Family and Education

b. 1706, 2nd surv. s. of Thomas Fitzmaurice, 20th Baron and 1st Earl of Kerry [I], by Anne, da. of Sir William Petty, sis. of Henry, 1st Earl of Shelburne [I].  educ. Westminster 1715; M. Temple 1723.  m. 16 Feb. 1734, his cos. Mary, da. of Hon. William Fitzmaurice of Gallans, co. Kerry, 2s. 3da.  suc. to estates of his uncle, Henry, Earl of Shelburne 17 Apr. 1751, and took name of Petty; cr. Visct.

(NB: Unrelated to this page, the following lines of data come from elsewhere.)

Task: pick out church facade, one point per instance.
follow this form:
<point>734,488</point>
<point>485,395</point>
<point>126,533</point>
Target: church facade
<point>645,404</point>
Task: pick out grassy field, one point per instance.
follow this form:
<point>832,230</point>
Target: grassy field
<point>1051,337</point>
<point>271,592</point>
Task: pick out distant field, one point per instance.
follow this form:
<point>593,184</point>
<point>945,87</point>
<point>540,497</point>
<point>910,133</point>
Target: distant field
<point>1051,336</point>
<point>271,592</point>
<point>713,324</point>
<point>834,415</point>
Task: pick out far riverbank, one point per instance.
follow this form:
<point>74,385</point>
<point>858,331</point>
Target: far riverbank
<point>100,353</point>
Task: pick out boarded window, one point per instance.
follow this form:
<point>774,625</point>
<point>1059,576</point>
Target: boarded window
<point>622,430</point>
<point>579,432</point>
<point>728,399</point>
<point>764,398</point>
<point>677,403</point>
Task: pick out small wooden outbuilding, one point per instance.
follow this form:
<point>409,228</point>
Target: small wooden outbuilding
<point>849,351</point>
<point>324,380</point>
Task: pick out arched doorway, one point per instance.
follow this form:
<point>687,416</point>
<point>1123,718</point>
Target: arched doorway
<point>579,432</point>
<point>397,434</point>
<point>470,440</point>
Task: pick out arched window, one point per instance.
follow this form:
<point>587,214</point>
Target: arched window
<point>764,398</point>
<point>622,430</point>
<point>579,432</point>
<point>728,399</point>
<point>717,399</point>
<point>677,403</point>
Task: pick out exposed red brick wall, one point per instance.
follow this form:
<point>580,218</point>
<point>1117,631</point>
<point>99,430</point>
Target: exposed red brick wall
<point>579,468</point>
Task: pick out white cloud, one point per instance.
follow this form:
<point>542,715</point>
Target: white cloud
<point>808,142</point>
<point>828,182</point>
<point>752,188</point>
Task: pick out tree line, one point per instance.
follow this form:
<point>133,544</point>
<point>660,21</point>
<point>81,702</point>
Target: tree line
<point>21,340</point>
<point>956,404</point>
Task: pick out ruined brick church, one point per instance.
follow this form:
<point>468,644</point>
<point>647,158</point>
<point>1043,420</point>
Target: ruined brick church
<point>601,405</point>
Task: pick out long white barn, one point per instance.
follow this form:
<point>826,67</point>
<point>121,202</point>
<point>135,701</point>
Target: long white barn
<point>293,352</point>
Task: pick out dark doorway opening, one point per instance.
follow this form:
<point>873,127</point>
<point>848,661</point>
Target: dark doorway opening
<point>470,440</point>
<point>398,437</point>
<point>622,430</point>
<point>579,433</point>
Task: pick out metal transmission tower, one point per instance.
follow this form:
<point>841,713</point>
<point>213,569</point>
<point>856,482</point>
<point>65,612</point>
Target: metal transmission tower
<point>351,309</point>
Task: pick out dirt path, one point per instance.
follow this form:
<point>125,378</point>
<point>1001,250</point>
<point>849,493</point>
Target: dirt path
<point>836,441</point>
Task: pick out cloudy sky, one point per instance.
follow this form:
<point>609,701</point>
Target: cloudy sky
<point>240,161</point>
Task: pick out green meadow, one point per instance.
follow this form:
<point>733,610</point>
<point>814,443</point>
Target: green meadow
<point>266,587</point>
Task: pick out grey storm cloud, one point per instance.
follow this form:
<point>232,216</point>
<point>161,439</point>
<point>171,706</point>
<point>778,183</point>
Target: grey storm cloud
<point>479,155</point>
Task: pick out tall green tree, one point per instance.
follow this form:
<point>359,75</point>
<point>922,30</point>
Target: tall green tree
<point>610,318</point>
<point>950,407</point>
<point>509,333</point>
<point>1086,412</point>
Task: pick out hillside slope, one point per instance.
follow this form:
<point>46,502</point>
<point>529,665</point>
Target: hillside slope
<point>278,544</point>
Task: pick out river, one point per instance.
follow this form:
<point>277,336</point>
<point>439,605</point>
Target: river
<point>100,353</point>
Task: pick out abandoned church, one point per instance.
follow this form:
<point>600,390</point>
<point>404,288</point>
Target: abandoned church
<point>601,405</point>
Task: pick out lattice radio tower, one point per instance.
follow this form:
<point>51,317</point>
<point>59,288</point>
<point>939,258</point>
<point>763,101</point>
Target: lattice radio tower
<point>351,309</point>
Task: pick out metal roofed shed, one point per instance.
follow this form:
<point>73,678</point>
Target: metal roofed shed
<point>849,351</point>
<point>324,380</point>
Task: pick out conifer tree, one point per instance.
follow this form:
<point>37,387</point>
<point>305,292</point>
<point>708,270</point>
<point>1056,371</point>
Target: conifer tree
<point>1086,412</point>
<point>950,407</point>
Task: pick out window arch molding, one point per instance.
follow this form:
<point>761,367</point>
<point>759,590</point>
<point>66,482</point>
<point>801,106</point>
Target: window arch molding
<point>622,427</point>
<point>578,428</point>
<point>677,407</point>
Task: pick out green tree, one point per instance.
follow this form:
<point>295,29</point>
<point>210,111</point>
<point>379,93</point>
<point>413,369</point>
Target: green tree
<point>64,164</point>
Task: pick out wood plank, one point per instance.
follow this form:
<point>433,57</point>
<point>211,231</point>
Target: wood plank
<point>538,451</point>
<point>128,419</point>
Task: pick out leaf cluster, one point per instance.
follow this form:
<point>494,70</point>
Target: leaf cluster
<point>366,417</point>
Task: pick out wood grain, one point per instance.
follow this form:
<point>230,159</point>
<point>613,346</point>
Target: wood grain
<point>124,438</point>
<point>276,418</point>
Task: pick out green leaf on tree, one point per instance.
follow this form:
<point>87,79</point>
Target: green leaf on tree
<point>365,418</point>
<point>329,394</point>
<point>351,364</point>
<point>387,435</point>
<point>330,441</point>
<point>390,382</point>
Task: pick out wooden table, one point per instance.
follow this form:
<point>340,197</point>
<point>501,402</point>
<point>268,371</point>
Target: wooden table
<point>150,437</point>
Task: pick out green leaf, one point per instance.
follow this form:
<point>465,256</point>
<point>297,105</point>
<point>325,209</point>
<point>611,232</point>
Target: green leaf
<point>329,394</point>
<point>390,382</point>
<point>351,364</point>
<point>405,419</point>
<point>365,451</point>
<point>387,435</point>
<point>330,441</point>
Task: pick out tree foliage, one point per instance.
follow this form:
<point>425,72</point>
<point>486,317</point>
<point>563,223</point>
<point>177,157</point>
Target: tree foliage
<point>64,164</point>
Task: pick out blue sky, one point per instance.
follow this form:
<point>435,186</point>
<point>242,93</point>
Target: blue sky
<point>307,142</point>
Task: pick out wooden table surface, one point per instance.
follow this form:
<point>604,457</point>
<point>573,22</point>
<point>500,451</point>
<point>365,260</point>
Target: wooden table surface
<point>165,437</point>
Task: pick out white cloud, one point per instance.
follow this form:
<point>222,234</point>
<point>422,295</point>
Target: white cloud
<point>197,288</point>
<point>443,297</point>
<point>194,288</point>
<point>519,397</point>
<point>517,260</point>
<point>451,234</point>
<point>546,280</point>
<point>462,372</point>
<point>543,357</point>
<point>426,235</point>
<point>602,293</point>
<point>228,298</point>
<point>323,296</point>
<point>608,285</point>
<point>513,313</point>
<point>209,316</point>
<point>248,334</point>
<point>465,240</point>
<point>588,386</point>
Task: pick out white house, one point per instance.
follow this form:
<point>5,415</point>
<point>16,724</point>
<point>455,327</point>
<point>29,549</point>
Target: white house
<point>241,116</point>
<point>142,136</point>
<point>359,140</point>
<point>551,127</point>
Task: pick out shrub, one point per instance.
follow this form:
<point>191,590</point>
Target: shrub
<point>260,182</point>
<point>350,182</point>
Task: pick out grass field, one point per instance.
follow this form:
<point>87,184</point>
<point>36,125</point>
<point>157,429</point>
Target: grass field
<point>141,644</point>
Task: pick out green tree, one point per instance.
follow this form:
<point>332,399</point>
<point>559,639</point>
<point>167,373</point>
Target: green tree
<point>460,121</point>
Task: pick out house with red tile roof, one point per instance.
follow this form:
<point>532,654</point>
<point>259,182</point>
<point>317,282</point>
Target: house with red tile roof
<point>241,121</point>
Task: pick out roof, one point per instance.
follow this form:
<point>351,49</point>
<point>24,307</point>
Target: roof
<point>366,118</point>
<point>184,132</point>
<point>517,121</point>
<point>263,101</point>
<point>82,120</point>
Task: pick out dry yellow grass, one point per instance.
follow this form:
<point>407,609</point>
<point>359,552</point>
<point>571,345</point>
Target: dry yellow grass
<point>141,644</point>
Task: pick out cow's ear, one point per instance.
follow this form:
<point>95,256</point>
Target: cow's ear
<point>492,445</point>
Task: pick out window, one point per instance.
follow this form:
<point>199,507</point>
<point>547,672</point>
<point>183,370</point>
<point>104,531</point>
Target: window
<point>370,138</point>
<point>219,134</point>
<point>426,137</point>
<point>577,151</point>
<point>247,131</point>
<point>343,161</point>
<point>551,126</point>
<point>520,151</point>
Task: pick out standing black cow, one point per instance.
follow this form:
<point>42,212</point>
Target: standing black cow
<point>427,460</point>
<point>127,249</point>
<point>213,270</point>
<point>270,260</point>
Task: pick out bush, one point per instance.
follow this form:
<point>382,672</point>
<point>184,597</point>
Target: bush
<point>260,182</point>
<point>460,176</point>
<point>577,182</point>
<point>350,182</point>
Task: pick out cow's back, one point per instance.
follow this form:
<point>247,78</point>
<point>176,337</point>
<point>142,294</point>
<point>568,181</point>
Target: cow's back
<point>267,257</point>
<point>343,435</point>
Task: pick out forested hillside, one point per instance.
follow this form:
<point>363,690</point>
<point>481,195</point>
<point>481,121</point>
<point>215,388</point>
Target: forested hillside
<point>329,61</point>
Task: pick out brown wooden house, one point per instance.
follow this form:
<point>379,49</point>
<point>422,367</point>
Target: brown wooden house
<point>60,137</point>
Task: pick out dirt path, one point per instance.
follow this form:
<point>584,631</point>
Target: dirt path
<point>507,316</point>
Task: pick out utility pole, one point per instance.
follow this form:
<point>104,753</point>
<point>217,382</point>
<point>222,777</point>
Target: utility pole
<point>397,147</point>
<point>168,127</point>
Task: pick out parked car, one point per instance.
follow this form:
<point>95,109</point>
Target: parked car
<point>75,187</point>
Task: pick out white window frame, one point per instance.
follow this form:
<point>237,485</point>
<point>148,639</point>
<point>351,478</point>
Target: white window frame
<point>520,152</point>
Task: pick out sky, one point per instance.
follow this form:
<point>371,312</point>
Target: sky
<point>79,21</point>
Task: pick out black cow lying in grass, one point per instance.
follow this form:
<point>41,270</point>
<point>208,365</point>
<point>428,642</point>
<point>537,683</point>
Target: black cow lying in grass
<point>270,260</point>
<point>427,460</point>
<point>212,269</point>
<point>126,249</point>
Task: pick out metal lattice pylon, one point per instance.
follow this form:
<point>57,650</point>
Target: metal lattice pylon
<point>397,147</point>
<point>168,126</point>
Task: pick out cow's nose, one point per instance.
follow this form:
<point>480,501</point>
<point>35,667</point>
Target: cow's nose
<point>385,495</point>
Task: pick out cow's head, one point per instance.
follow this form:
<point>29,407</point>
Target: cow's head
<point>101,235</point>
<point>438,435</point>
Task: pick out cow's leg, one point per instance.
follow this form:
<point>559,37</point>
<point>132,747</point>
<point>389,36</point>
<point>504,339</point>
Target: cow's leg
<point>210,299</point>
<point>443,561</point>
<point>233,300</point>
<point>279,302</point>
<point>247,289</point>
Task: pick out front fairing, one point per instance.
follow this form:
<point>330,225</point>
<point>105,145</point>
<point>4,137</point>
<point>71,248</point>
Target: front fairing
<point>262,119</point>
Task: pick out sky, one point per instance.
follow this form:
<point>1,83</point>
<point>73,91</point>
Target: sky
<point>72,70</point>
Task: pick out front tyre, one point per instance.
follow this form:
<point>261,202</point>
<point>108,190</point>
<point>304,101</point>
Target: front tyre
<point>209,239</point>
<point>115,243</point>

Fitzmaurice [I] 7 Oct. 1751; Earl of Shelburne [I] 6 June 1753; Baron Wycombe [GB] 20 May 1760.

Offices Held

M.P. [I] 1743-51; P.C. [I] 8 Feb. 1754.


The Fitzmaurices had sat for generations in the Irish Parliament, but Shelburne was the first to enter that of Great Britain. With a fortune of over £300,000, he inherited from his uncle a house in London and Loakes House (now Wycombe Abbey) at High Wycombe; and next purchased Bremhill in Wiltshire and Bowood Park, where he rebuilt the house.1 Towards the end of 1753 he declared his candidature for Chipping Wycombe at the general election, which produced ‘a visit from the two principals of the corporation and a message from Mr. Waller that he did not mean to oppose him provided my Lord did not mean to deprive his family of both seats’.2 The two families henceforth shared the representation of the borough. In the House Shelburne connected himself with Henry Fox, whose wife was a distant relation of his uncle,3 and through him tried to obtain ‘the much-coveted peerage of Great Britain’.4 Newcastle mentions in a letter to Hardwicke, 15 Oct. 1759, that Fox was pressing for Shelburne’s peerage, and on 4 Mar. 1760 refers to ‘Mr. Fox’s friend, my Lord Shelburne (worth nothing but money)’.5

According to his son, the famous Lord Shelburne, he had ‘an uncommon good plain understanding, great firmness, and love of justice, saw things public and private en grand, but was not broke to the world’s little activity’, and on the whole ‘loved a quiet life’—had it not been for his wife’s ‘continual energy’ and boundless love of power, he ‘would have passed the remainder of his life in Ireland’.6

He died 14 May 1761.

Ref Volumes: 1754-1790

Author: Sir Lewis Namier


  • 1. ‘King’s Bowood Park’ by the Earl of Kerry, Wilts. Arch. Mag, xli.
  • 2. Draft of a letter from Wm. Monck to Mr. Hort, written on a wrapper addressed by W. Northey (q.v.) to Monck, postmarked 3 Dec., Lansdowne mss.
  • 3. Walpole to Mann, 22 Apr. 1751.
  • 4. Ilchester, Hen. Fox, ii. 121.
  • 5. Add. 32903, f. 81.
  • 6. Fitzmaurice, Shelburne, i. 5.